Dominique Zinkpè’s works with a wide range of materials, from jute to used cars to “hôhô” figures, which come from the Cult of Twins in southern Benin as a voodoo religion symbole of fertility. His portfolio is continually morphing between mediums and subjects, tackling issues such as intimacy, sex, the sacred and the profane while linking ancestral culture with the contradictions found in today’s world. These sketches of tumultuous human drama are infused with elements of irony and satire to reveal Zinkpè’s most disturbing and arresting constructs of the imagination. In Cosmos Animiste, Dominique Zinkpé presents a world of ghosts. They show the transformation that people, animals and vegetation undergo, through contact with their environment – an animistic idea. Borrowing from dreams and the world of the spirits, the quasi-human characters in this painting hover above a modern city, and seem agitated in a battle involving desire and metamorphosis. The strange, hybrid beings — both man and animal — engage in scenes of dance, evoking the transcendental power play deeply rooted in Benin culture vis-à-vis games of masquerade, sex and gender. Energetic in its lively colors but at the same time through fragile drawing, reminiscent of graffiti (a big inspiration for Dominique Zinkpé), this painting reminds one of hastily scribbled notes. This little scenery could disappear at once, as it was an epiphany. Drawing from the aesthetic currents and beliefs of the past, this painting underscores unresolved tensions that have arisen from the fusion of Catholicism, animism, and indigenous traditions, with contemporary culture.
Dominique Zinkpé was born in 1969 in Cotonou, Benin.
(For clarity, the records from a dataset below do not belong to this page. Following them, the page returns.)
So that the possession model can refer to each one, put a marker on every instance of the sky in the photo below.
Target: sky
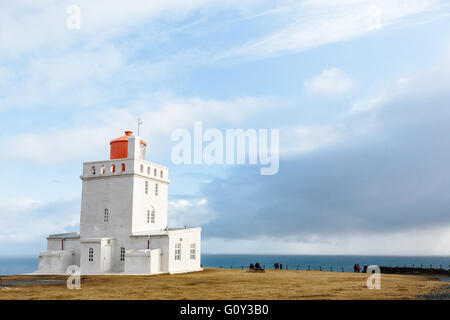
(358, 90)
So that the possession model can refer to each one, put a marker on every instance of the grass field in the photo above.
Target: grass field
(225, 284)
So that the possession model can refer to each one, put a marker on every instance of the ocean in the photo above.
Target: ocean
(21, 265)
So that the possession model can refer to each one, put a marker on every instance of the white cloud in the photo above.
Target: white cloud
(189, 213)
(429, 241)
(161, 113)
(332, 81)
(26, 219)
(310, 24)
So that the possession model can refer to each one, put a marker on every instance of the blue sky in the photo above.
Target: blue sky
(358, 90)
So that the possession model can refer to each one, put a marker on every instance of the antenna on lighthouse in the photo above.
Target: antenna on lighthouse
(139, 125)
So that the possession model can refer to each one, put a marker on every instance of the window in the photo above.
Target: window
(177, 251)
(106, 216)
(192, 251)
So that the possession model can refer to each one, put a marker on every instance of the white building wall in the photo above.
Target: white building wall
(143, 202)
(122, 192)
(55, 262)
(186, 237)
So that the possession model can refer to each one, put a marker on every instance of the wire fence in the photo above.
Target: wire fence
(335, 268)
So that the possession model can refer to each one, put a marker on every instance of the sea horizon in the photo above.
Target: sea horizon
(21, 264)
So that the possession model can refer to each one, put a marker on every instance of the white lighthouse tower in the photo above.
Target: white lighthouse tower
(123, 225)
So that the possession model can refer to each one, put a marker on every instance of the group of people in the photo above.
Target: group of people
(256, 266)
(357, 268)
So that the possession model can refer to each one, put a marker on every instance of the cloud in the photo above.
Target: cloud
(188, 213)
(391, 179)
(310, 24)
(28, 220)
(89, 135)
(332, 82)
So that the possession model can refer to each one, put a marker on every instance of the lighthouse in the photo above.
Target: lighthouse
(123, 222)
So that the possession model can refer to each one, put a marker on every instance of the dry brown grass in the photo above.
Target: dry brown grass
(221, 284)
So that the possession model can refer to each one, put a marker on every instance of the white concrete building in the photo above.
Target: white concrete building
(123, 225)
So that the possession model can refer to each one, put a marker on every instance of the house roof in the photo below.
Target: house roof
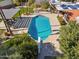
(9, 13)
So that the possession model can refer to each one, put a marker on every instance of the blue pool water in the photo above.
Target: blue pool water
(40, 27)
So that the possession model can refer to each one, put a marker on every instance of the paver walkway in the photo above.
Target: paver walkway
(48, 50)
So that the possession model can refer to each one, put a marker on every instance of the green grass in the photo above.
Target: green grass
(1, 0)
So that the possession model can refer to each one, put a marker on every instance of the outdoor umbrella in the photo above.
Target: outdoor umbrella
(39, 27)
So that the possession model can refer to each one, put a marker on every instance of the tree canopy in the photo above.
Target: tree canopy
(69, 40)
(19, 47)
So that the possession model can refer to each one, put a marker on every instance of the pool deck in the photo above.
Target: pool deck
(52, 39)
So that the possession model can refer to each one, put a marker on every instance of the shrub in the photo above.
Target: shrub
(69, 40)
(23, 45)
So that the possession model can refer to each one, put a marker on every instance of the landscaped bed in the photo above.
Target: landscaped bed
(61, 21)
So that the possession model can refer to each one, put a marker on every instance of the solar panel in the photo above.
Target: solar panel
(72, 6)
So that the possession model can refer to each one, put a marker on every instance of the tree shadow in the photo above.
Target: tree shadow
(48, 51)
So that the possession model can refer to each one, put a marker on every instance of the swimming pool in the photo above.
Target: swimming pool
(40, 27)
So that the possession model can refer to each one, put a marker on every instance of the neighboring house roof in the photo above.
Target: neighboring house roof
(9, 13)
(5, 2)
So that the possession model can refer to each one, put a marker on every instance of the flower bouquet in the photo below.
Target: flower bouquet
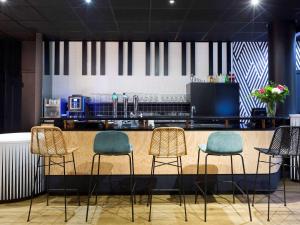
(271, 94)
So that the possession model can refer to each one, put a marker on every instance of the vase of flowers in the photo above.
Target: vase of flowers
(271, 95)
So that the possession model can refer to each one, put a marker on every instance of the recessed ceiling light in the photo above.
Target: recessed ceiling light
(172, 2)
(254, 2)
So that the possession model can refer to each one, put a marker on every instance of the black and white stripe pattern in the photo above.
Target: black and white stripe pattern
(125, 58)
(298, 55)
(17, 172)
(58, 56)
(250, 65)
(157, 58)
(219, 58)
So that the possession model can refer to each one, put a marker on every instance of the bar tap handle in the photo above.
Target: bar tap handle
(125, 104)
(115, 104)
(193, 111)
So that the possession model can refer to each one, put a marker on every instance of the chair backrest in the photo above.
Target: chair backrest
(111, 142)
(285, 141)
(168, 142)
(48, 141)
(225, 142)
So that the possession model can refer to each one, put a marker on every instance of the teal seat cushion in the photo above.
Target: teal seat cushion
(223, 143)
(112, 143)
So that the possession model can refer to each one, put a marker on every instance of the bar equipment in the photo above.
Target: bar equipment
(54, 108)
(115, 104)
(135, 105)
(77, 105)
(125, 104)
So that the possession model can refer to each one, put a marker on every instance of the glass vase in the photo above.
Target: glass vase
(271, 109)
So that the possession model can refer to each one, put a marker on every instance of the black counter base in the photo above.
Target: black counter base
(119, 184)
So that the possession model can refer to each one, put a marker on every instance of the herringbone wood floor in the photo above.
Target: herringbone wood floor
(116, 210)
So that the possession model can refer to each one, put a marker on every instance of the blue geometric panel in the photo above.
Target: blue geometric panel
(298, 55)
(250, 66)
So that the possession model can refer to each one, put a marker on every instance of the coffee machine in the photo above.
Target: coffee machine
(78, 106)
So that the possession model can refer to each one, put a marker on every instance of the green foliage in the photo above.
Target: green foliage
(272, 93)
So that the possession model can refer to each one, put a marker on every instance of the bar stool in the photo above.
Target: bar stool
(222, 144)
(112, 143)
(49, 142)
(284, 144)
(167, 143)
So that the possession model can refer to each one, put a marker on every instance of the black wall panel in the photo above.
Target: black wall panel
(66, 58)
(102, 58)
(10, 85)
(56, 58)
(84, 58)
(183, 58)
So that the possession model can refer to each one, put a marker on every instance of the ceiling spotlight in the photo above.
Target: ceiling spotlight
(254, 2)
(172, 2)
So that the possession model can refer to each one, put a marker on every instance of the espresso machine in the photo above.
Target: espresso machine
(78, 106)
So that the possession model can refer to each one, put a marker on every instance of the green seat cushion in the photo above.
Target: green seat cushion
(112, 143)
(223, 143)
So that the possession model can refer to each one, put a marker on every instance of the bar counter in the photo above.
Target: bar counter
(140, 138)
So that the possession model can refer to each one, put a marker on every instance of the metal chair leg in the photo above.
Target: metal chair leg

Dominique Zinkpè is arguably one of the most recognizable contemporary artists to emerge from Benin. He is a versatile self-taught artist, producing drawings, paintings, sculptures and installations. His vivid paintings and drawings are both intimate and revealing, often denouncing injustice and hypocrisy. Beginning at an early age, Zinkpè’s artistic skill was rewarded early on when he won the Young African Talent Prize at the 1993 Grapholies Art Festival in Abidjan, Ivory Coast. Ten years later, during the Dak’art Biennial of Contemporary Art held in the Senegalese capital, he received the prestigious UEMOA Prize for his installation Malgré Tout !. Active and politically aware, Zinkpè developed “Boulev’art: Artists in the Street” in 1999, a project that seeks to bring the work of local contemporary artists to wider attention. Since its creation, six subsequent manifestations of this public rally have taken place in Benin and France. Moreover, in an effort to share his artistic knowledge with others, Zinkpè founded the Ayïzo – Œuvre de l’Esprit association in 1999, which has since opened the "Unik-lieu de création contemporaine", an artistic space to train and promote contemporary artists. It is also with this goal in mind that Zinkpè assumed his duties as event organizer of the 2010 Benin Biennial.